But cost is only one of the factors discouraging the export of food products from the EU into the UK. There is also the hassle factor. Three years of crises (and a lot of talk about the crises) has left people outside the UK with the impression that it’s not worth the risk, and there is a noticeable increase in the number of businesses unwilling to do so.

This may seem trivial, but at a time when production is constrained, and supply chain assets – such as trucks and drivers, ferry space and warehouse capacity – are in major demand across Europe, we don’t want to be the destination no one wants to go to.

Of all the crises affecting the food supply chain, the delivery of Brexit has been the most frustrating and we are not done yet. The biggest inconveniences for food imports – the requirement for vet checks and food border inspections – only really get started in July. Lots of hard work is going into trying to ensure the UK enforces these rules with as light a touch as possible. But unfortunately, that is unlikely to be enough to counter the bad press. Bad reputations are quick to gain and slow to lose.
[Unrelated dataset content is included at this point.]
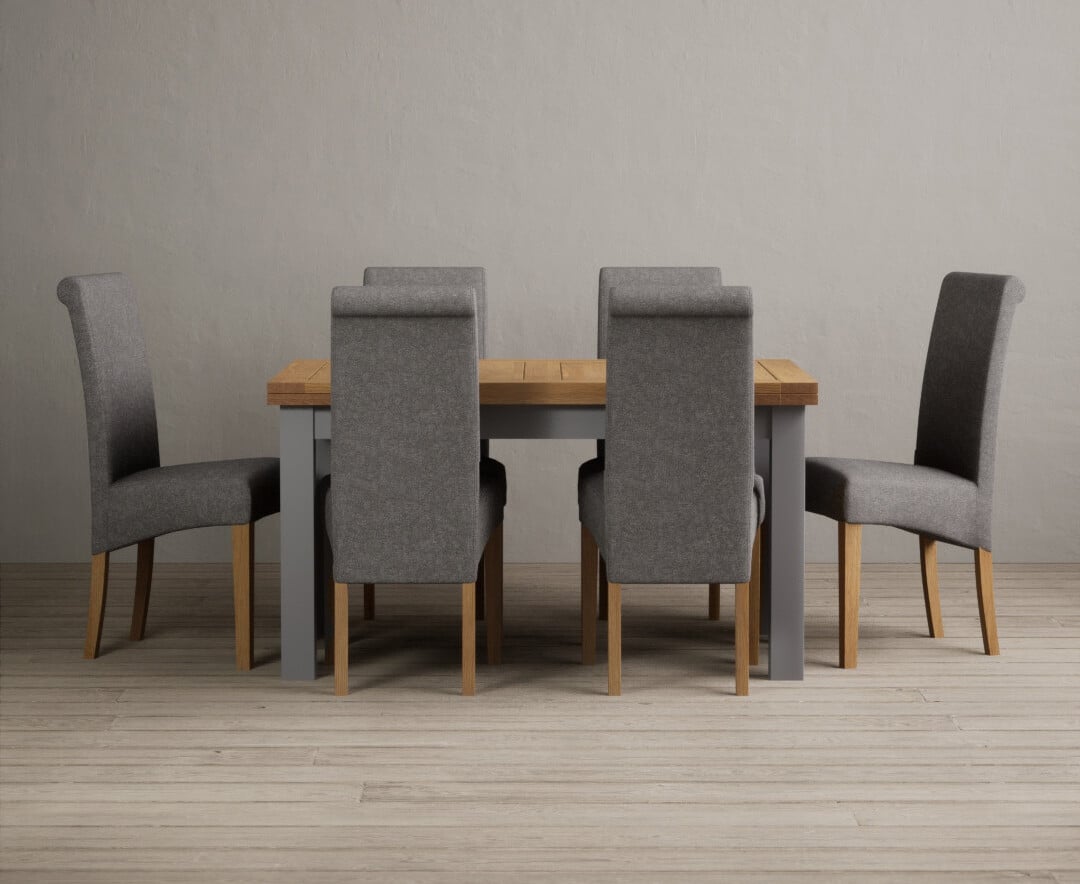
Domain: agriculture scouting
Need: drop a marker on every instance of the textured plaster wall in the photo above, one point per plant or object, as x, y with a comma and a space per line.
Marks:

We are urging ministers not to make this situation worse. They still have the option to delay the next raft of Brexit burdens on food imports, and ideally find a way back to agreement on greater alignment/equivalence between UK and EU food standards. This is the only solution that would genuinely reduce pressure on food businesses and reduce the inevitable cost impact for consumers.

So while the outcomes of the P&O drama remain to be seen, the ongoing threat of the UK’s developing reputation for crises and hassle as an export destination must be recognised and addressed by government and industry together – and fast.